IndexFM 44-94 ARMY AIR AND MISSILE DEFENSE COMMAND OPERATIONS
DRAFT - February 1998



CHAPTER 2

THREAT

 

This chapter outlines the global air and missile threats facing US forces. To counter the threat, it is first necessary to understand it. Focusing on an enemy's capabilities and methods of operations, air defense commanders can best employ their resources to protect the force and selected geopolitical assets.

TABLE OF CONTENTS

CHANGING THREAT . . . . . . . . . . . . . . . . . . . . . . . . . . . . . . . . 2-1

CRUISE MISSILE . . . . . . . . . . . . . . . . . . . . . . . . . . . . . . . . . . . . 2-2

AIR TO SURFACE MISSILE . . . . . . . . . . . . . . . . . . . . . . . . . . . 2-3

BALLISTIC MISSILE . . . . . . . . . . . . . . . . . . . . . . . . . . . . . . . . . 2-4

FIXED WING AIRCRAFT . . . . . . . . . . . . . . . . . . . . . . . . . . . . . 2-5

ROTARY WING AIRCRAFT . . . . . . . . . . . . . . . . . . . . . . . . . . . 2-6

UNMANNED AERIAL VEHICLES . . . . . . . . . . . . . . . . . . . . . 2-7

RECONNAISSANCE, INTELLIGENCE, SURVEILLANCE

and TARGET ACQUISITION (RISTA) . . . . . . . . . . . . 2-8

ELECTRONIC WARFARE . . . . . . . . . . . . . . . . . . . . . . . . . . . . 2-9

WEAPONS OF MASS DESTRUCTION . . . . . . . . . . . . . . . . . . 2-10

SPACE THREAT . . . . . . . . . . . . . . . . . . . . . . . . . . . . . . . . . . . . . 2-11

GROUND THREAT . . . . . . . . . . . . . . . . . . . . . . . . . . . . . . . . . . 2-12

THREAT APPLICATION . . . . . . . . . . . . . . . . . . . . . . . . . . . . . 2-13

 

2-1 CHANGING THREAT

Dissolution of the Warsaw Pact and the fall of the Soviet Union have resulted in changes to the worldwide geopolitical structure. The US no longer faces a communist block that poses a major threat to its security. The focus on internal political and economic reconfiguration in the former Soviet Union and the elimination of the Soviet troop presence in central Europe have reduced the likelihood of a super power confrontation. However, the world is now even more unstable due to increased nationalism and religious fundamentalism along with changing political affiliations. Regional conflicts and the proliferation of modern military technology mean that the Army must be prepared to face the full range of threat capabilities anywhere in the world with little notice. Potential force projection missions range from operations other than war to combat operations. Lack of a single, concrete threat doctrine and structure require an Army with operational flexibility and versatility.

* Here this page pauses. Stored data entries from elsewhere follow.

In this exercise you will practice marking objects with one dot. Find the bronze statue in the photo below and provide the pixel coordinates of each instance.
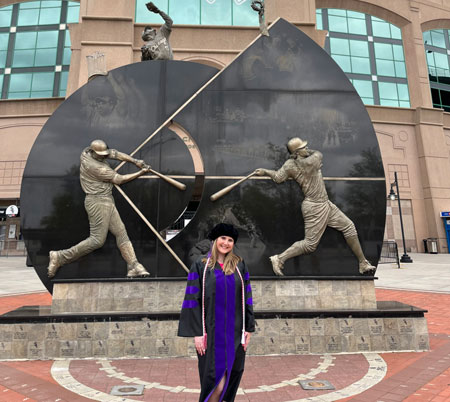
(304, 166)
(157, 46)
(258, 6)
(97, 179)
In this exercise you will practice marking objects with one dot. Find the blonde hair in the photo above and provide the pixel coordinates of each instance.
(229, 263)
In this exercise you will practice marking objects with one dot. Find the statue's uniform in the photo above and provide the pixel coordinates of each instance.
(96, 180)
(318, 211)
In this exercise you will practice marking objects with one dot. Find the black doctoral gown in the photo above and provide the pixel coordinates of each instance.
(223, 320)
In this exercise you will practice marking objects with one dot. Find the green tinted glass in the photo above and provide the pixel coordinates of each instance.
(339, 46)
(20, 82)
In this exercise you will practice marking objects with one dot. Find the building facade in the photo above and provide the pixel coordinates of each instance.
(396, 54)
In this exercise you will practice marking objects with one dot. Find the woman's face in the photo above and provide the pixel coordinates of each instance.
(224, 244)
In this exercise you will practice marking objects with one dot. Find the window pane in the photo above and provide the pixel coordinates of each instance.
(20, 82)
(337, 24)
(403, 93)
(357, 27)
(383, 51)
(3, 54)
(364, 88)
(25, 40)
(437, 39)
(4, 39)
(360, 65)
(47, 39)
(28, 17)
(343, 62)
(50, 16)
(388, 90)
(5, 17)
(73, 14)
(23, 58)
(339, 46)
(43, 81)
(359, 48)
(400, 69)
(381, 29)
(218, 13)
(385, 67)
(398, 52)
(243, 14)
(185, 11)
(45, 57)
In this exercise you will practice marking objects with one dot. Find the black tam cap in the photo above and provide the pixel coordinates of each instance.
(223, 229)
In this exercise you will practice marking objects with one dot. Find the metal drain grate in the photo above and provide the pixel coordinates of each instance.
(123, 390)
(316, 385)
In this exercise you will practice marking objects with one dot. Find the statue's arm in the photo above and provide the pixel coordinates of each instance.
(278, 176)
(120, 156)
(125, 178)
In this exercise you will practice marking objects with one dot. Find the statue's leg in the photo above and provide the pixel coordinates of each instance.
(341, 222)
(99, 213)
(315, 216)
(117, 228)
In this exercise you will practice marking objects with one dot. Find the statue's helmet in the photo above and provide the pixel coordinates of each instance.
(296, 143)
(99, 147)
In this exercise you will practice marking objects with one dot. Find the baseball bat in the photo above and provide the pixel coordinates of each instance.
(177, 184)
(227, 189)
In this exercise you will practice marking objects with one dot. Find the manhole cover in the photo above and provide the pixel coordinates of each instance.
(316, 384)
(122, 390)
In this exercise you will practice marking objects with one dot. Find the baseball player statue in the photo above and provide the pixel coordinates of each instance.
(157, 46)
(97, 179)
(304, 166)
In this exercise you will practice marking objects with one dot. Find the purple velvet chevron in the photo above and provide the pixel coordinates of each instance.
(192, 290)
(189, 304)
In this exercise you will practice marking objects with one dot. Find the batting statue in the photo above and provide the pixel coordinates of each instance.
(304, 166)
(97, 179)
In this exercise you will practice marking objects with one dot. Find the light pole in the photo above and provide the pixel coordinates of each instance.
(392, 196)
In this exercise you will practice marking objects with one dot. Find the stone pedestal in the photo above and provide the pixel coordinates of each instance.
(139, 318)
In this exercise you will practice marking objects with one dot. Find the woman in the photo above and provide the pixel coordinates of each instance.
(218, 296)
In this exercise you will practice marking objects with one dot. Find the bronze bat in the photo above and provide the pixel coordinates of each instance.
(177, 184)
(227, 189)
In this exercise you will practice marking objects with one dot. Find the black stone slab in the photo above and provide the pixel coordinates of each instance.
(282, 86)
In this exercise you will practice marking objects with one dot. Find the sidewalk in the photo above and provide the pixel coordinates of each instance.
(359, 377)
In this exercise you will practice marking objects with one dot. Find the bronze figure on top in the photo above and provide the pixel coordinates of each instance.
(157, 46)
(304, 166)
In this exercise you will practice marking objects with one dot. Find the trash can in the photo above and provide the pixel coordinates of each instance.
(432, 245)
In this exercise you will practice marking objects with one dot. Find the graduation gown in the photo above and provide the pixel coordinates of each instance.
(223, 320)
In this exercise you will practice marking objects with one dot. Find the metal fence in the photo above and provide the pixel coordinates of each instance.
(389, 253)
(12, 248)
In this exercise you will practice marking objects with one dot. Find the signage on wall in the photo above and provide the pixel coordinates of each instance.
(12, 211)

It is difficult to determine which regional situations will require US force intervention. Rational and clearly recognized national goals and objectives are no longer the primary sources of conflict between nations. In addition, potential threat capabilities differ greatly in training, organization, and equipment.

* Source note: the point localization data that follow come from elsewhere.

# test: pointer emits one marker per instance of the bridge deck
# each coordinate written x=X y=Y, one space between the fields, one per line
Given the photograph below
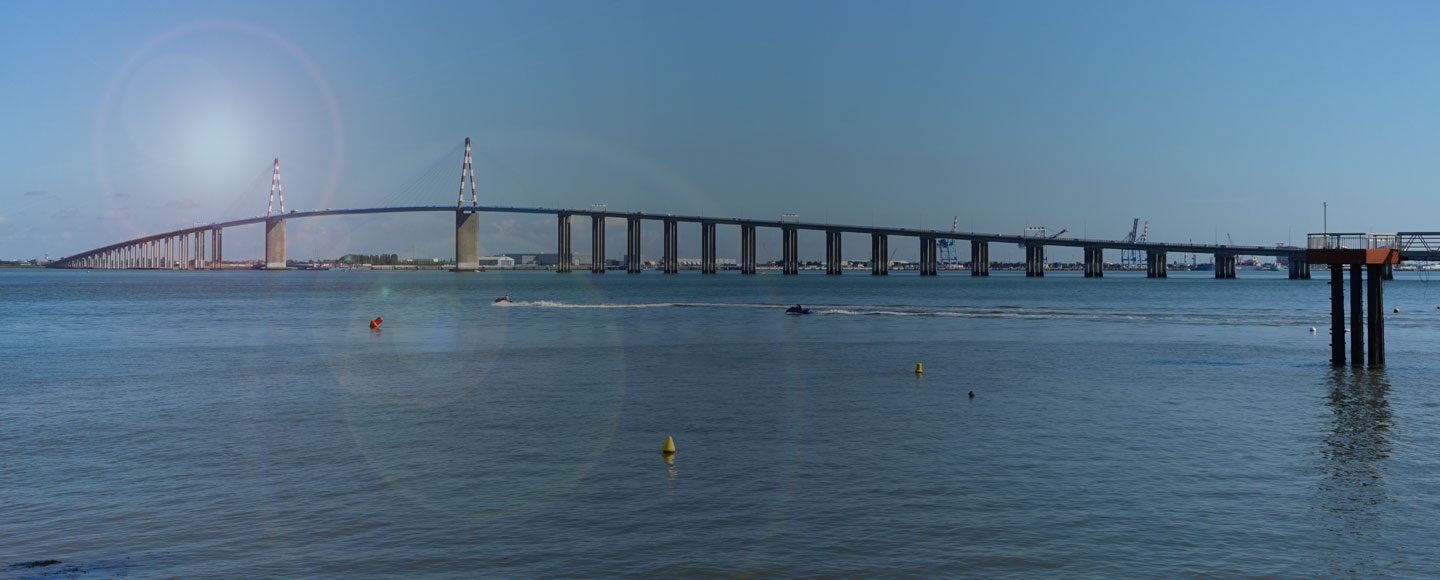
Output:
x=905 y=232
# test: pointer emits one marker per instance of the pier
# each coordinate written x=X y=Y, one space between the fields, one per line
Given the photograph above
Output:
x=1370 y=259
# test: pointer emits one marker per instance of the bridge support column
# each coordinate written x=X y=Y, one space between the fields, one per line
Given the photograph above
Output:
x=596 y=243
x=467 y=241
x=632 y=262
x=671 y=246
x=833 y=266
x=979 y=258
x=929 y=256
x=1155 y=265
x=789 y=239
x=1093 y=262
x=563 y=258
x=275 y=243
x=707 y=248
x=748 y=262
x=1224 y=266
x=1034 y=259
x=879 y=255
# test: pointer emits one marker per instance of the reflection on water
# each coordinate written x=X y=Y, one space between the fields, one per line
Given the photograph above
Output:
x=1354 y=498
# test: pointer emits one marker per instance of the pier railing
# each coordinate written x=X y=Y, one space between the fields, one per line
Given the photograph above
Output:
x=1352 y=241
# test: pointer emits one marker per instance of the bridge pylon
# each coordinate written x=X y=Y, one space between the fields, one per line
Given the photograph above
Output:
x=275 y=223
x=467 y=222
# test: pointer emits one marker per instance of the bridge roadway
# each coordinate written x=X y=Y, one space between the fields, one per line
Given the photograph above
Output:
x=189 y=246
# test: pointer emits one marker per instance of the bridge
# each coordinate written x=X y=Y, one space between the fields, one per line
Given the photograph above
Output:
x=202 y=246
x=1371 y=256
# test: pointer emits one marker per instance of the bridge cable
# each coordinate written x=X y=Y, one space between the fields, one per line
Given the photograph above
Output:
x=429 y=186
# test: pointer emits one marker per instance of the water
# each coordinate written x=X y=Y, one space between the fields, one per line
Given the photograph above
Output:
x=248 y=423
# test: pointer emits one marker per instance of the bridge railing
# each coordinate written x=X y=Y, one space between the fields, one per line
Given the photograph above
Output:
x=1419 y=241
x=1352 y=241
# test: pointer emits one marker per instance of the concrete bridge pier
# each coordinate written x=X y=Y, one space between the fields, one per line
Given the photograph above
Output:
x=632 y=262
x=748 y=262
x=1155 y=265
x=789 y=239
x=563 y=258
x=671 y=246
x=1093 y=262
x=1224 y=266
x=979 y=258
x=879 y=255
x=833 y=261
x=1034 y=259
x=929 y=256
x=596 y=243
x=707 y=248
x=1298 y=266
x=274 y=243
x=467 y=241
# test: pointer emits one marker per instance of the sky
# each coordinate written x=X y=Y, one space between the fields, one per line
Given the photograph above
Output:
x=1203 y=118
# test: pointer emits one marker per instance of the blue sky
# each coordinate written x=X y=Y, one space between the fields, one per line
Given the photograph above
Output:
x=1204 y=118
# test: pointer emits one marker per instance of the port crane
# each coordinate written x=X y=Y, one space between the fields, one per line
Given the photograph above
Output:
x=1138 y=235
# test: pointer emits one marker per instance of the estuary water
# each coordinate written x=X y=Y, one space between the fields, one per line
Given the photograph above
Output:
x=251 y=425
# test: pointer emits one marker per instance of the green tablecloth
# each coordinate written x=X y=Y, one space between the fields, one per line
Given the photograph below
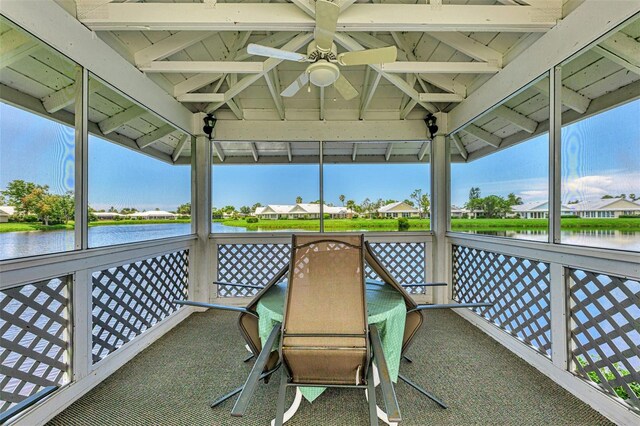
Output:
x=386 y=310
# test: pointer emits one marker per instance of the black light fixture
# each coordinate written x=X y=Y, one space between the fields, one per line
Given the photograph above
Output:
x=209 y=125
x=430 y=121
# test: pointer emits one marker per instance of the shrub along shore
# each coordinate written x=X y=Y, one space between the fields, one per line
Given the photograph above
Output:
x=574 y=224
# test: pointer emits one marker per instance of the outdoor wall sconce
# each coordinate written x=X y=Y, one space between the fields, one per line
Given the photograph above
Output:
x=209 y=124
x=430 y=121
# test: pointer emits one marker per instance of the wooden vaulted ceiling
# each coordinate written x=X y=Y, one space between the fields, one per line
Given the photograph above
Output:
x=195 y=50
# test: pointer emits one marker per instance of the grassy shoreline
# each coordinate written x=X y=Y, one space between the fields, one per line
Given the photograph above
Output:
x=624 y=224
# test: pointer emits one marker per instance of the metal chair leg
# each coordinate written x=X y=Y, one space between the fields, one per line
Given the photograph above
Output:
x=282 y=393
x=371 y=393
x=422 y=391
x=223 y=398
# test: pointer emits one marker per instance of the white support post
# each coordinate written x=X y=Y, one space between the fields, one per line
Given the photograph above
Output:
x=559 y=326
x=81 y=214
x=440 y=208
x=81 y=302
x=555 y=161
x=202 y=212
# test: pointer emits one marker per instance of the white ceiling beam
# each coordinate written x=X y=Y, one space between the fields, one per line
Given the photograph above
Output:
x=180 y=147
x=111 y=124
x=352 y=45
x=570 y=98
x=366 y=101
x=575 y=32
x=46 y=20
x=201 y=97
x=275 y=93
x=347 y=130
x=458 y=142
x=219 y=151
x=517 y=119
x=193 y=67
x=66 y=96
x=441 y=97
x=154 y=136
x=423 y=150
x=201 y=80
x=470 y=47
x=254 y=151
x=483 y=135
x=388 y=152
x=440 y=68
x=170 y=45
x=14 y=45
x=616 y=59
x=289 y=17
x=623 y=46
x=293 y=45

These threats in regional conflicts will pose a serious challenge to US military planners and intelligence personnel. We can expect to see future adversaries armed with the full spectrum of military hardware from pre-World War II vintage equipment to the most technologically advanced systems. Future adversaries will also differ in their dedication, competence, and ability to employ their weapons effectively. In the face of unpredictable and varied threats, a versatile, deployable, and lethal Army remains essential.

The air defense commander and staff must consider the broad spectrum of potential air and missile threats to successfully protect the force and geopolitical assets. The future air threat has changed greatly since the demise of the Warsaw Pact. Though still potentially dangerous, the manned fixed-wing aircraft is no longer the only threat to US ground forces.

US and allied or coalition air forces will protect the force from most of the fixed-wing aircraft threat. However, there are a variety of other air and missile systems that can perform a wide range of missions against the joint force.